Defendant challenges the rulings of the trial court and the applicable ordinance on two grounds. First, defendant contends Jacksonville’s massage business licensing laws are unconstitutionally vague because two different ordinances purport to cover the same conduct. Defendant does not argue that the statute under which he is charged is vague in itself, but he argues that having two ordinances in effect, neither of which has been repealed or expressly superseded, violates due process by failing to provide fair warning of the prohibited acts and leaving impermissible discretion to law enforcement officers. See generally Papachristou v. City of Jacksonville, 405 U.S. 156, 92 S.Ct. 839, 31 L.Ed. 2d 110 (1972).
The ordinance under consideration operates in the field of business regulation, although it is in some respects a penal act. The courts recognize greater leeway in the sweep of statutory language in the regulation of business. Id. Furthermore, since the statute does not involve First Amendment freedoms, the ordinance will be considered in light of the specific facts of this case, and the specificity of the ordinance will be less strictly scrutinized. See Buckley v. Valeo, 424 U.S. 1, 96 S.Ct. 612, 46 L.Ed. 2d 659 (1976); United States v. National Dairy Products Corp., 372 U.S. 29, 83 S.Ct. 594, 9 L.Ed. 2d 561 (1963), reh. denied, 372 U.S. 961, 83 S.Ct. 1011, 10 L.Ed. 2d 13 (1963). Therefore, we consider the fundamental due process question whether the ordinance “fails to give a person of ordinary intelligence fair notice that his contemplated conduct is forbidden by the statute.” United States v. Harriss, 347 U.S. 612, 617, 74 S.Ct. 808, 98 L.Ed. 989, 996 (1954); see also Lanzetta v. New Jersey, 306 U.S. 451, 59 S.Ct. 618, 83 L.Ed 888 (1939).
In our opinion, the ordinance under which defendant was convicted provided defendant with abundant fair notice that operating a massage business without a privilege license was prohibited. The applicable provisions of the “new” statute quoted *568above clearly requires a privilege license. Similarly, the “old” ordinance, even if it also were applicable, requires that:
“Section 1-2. Application for License.
Any person desiring to engage in the business, trade or profession of masseur or masseuse or the operation or carrying on of any of the businesses, trades, professions, occupations or callings mentioned in Section 1-1 shall, before engaging in such business, trade, profession, occupation or calling, file an application for a license addressed to the City Council of the City of Jacksonville. Such application shall be in writing and shall set forth the following.
(a) Name and address of applicant. If such applicant be a corporation, the address or addresses of such corporation.
(b) Qualifications must be plainly stated and must be submitted together with required exhibits annexed to said application.”
The fact that there were two ordinances which might apply did not deny this defendant notice that a privilege license was required. Under either ordinance, defendant knew that he must have a license and that he should apply to the City Council for it. This he did not do, in violation of both ordinances.
Defendant also argues that the ordinance is so vague as to permit arbitrary enforcement. We need not address the question concerning whether the standards for granting the privilege license are sufficient and whether the procedures satisfy procedural due process requirements. There is no indication that this defendant has ever applied for a license. The only infirmity of which this defendant may complain is that concerning whether the ordinance requires that he apply for a privilege license. In this respect, as we noted above, the ordinance is plain and unambiguous.
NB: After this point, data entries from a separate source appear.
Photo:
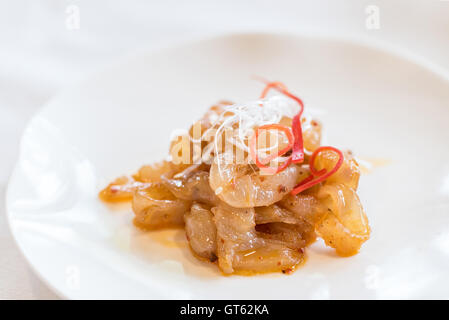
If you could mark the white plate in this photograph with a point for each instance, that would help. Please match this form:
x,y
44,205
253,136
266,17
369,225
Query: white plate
x,y
378,104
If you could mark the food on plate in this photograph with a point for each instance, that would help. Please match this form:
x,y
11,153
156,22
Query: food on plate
x,y
252,186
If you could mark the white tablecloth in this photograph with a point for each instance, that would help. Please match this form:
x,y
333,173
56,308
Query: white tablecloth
x,y
49,44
Defendant also attacks the ordinance on equal protection grounds asserting that the ordinance improperly granted immunity to businesses similarly situated. The ordinance specifically exempts from the licensing requirements a “regularly established and licensed hospital, sanitarium, nursing home or medical clinic” or an “office or clinic operated by a duly qualified and licensed *569medical practitioner, osteopath or chiropractor in connection with his practice . . In the first section of the ordinance defining the law’s purpose, the specific target for licensing was “the privilege of carrying on the business, trade or profession of masseur or masseuse and for the operation or carrying on of the businesses, . . . commonly known as massage parlors, health salons, physical culture studios, ... or similar establishments by whatever name designated . . .” To satisfy the requirements of equal protection, it is only necessary that the classifications established by the ordinance be based upon reasonable, non-arbitrary standards. Check v. City of Charlotte, 273 N.C. 293, 160 S.E. 2d 18 (1968). The ordinance exempts already licensed health care facilities from the further requirement of obtaining a privilege license from the city. Qualifications for the privilege license simply require that each applicant show proof of good moral character and furnish a health certificate from a medical doctor. Such requirements are far below the qualifications necessary to establish a licensed health care facility or to obtain a license to practice in one of the enumerated schools of medicine. In our opinion, the exclusion of licensed health care facilities and the enumerated professional health care providers from the additional requirements of the privilege license is reasonable.
For the foregoing reasons, we find in the trial below
No error.
Judges PARKER and MARTIN (Harry C.) concur.